Kanunlarda öngörülen tipik unsurları bünyesinde barındıran, hukuka aykırı ve kusurlu eylemler; hukuk terminolojisinde suç olarak ifade edilmektedir. Hareket, netice, kast gibi ögeler; kanunda öngörülen tipik unsurlar kategorisine girmektedir. Hukuka aykırılık kısmında ise önemli olan hangi vakaların hukuka aykırı olduğu değil; vakaların, bünyesinde neleri bulundurduğu takdirde hukuka uygun hale geleceğidir. (Ceza alanında hukuka uygunluk hallerinden daha önceki yazılarımızda bahsetmiştik. Lütfen Bkz.) Bu yazımızda, suçu oluşturan diğer unsurları bir kenara bırakıp kusur üzerinde yoğunlaşacağız.

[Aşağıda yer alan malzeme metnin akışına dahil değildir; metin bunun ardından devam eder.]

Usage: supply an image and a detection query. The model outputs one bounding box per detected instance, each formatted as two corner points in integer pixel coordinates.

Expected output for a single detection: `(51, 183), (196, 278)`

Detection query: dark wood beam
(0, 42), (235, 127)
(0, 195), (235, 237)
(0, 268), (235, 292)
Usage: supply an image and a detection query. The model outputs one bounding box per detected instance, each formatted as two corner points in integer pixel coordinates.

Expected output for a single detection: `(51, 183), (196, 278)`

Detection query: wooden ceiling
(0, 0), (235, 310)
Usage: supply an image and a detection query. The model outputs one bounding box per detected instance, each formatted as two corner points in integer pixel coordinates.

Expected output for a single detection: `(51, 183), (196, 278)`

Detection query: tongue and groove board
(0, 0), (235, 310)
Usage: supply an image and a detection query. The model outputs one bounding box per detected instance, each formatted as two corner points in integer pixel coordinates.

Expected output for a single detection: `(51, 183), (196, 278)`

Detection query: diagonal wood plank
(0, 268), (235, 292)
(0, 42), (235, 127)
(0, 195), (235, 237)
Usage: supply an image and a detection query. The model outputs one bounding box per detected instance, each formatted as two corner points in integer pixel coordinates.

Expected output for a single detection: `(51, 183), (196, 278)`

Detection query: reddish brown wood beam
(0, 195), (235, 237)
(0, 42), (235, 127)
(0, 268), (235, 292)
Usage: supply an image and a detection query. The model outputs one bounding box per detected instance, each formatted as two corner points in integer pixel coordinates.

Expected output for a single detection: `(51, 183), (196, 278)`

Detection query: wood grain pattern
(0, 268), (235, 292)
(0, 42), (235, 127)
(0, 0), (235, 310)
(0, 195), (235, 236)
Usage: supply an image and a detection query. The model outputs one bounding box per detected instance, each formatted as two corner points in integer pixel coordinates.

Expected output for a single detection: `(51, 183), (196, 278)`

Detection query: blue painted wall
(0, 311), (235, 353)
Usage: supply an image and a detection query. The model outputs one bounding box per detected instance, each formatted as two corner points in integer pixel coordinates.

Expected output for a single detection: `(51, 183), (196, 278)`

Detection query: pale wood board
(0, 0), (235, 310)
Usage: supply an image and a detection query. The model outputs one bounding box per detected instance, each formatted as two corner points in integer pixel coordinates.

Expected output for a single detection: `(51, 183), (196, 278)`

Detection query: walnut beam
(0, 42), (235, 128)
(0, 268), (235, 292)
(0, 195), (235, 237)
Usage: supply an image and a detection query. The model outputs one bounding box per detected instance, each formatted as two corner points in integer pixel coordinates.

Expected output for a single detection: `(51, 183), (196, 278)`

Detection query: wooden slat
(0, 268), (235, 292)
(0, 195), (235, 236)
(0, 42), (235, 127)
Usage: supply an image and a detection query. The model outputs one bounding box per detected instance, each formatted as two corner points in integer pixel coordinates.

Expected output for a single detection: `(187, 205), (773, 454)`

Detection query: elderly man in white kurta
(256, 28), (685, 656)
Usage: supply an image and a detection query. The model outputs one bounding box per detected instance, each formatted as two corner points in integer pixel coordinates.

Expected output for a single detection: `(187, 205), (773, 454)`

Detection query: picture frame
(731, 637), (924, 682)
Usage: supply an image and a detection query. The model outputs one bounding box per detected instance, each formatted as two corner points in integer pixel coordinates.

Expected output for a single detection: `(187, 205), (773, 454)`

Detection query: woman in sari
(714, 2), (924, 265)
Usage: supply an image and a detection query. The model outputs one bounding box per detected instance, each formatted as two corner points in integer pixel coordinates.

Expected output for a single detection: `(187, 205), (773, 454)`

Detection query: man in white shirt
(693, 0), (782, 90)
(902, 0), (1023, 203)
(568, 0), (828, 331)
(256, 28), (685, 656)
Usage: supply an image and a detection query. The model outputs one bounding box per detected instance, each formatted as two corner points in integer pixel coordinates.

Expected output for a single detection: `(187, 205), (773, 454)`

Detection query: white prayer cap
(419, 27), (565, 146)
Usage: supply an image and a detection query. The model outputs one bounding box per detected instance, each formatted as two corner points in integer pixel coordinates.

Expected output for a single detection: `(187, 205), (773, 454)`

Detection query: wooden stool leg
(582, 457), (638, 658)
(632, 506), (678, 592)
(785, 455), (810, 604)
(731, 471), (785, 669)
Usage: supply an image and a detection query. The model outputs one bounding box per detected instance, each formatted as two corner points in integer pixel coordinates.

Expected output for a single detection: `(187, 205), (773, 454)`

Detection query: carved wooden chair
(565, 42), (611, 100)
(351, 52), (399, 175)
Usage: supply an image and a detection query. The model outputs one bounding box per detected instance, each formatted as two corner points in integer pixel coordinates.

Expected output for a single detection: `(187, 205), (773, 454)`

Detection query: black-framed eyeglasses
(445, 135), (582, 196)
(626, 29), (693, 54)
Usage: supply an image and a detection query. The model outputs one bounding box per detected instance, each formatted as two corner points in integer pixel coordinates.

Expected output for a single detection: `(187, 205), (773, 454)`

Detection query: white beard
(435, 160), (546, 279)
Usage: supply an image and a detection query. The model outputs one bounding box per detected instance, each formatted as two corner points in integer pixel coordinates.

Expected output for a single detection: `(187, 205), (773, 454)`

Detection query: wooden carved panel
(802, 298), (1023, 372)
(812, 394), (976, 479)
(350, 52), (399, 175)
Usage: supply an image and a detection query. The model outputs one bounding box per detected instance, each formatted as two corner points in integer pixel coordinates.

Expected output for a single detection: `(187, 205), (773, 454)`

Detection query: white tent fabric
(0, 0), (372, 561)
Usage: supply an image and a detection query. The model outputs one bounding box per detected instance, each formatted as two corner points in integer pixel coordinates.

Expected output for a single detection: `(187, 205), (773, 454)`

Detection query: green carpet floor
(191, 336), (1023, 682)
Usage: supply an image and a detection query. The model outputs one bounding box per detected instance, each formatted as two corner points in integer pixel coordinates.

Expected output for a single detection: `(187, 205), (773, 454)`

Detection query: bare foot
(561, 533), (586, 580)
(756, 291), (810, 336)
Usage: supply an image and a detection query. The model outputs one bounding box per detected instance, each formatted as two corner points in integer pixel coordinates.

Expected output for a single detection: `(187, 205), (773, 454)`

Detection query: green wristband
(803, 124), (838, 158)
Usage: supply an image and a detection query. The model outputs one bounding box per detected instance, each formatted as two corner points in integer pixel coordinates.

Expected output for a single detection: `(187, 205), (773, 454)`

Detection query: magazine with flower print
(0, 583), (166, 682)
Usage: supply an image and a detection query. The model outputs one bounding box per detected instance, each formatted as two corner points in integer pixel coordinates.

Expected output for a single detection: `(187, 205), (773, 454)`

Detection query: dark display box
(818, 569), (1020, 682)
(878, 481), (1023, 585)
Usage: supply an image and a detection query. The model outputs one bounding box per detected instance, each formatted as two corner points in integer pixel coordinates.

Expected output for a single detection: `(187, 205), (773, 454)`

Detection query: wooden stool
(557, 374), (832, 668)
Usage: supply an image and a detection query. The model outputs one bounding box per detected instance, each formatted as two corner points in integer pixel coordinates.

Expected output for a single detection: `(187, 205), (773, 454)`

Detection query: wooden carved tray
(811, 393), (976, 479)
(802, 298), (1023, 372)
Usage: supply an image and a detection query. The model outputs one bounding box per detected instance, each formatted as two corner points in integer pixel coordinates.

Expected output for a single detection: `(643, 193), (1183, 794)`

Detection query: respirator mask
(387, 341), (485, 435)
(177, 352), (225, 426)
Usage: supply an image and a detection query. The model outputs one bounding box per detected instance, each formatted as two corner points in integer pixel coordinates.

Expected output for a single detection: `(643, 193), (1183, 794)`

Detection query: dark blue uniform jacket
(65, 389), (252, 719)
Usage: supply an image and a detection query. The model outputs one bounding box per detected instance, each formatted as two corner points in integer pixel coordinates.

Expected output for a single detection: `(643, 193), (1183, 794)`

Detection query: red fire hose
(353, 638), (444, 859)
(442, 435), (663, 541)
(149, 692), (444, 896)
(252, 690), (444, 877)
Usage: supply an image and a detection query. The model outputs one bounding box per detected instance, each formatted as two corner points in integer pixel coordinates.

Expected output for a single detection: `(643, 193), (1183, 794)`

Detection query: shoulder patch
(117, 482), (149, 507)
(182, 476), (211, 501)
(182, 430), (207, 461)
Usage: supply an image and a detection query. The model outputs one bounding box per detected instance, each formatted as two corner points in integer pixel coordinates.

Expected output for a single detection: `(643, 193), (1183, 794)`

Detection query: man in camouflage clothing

Kusuru, hukuka aykırı olarak gerçekleştirilen fiilden dolayı kınanma durumunu belirleyen ölçek olarak ifade edebiliriz. Bir kişinin meydana getirdiği eylemden ötürü kusurlu olarak sorumlu tutulabilmesi için kişinin o eylemi; özgür iradesiyle, bilinçli ve eyleminin sonuçlarının farkında olarak yerine getirmiş olması gerekmektedir. Ceza Hukuku alanında, bir kişi asla kusuru bulunmayan bir eylemden dolayı cezalandırılamaz. Başka bir deyişle; Ceza Hukukunda kusursuz suç olmaz ilkesi hakimdir.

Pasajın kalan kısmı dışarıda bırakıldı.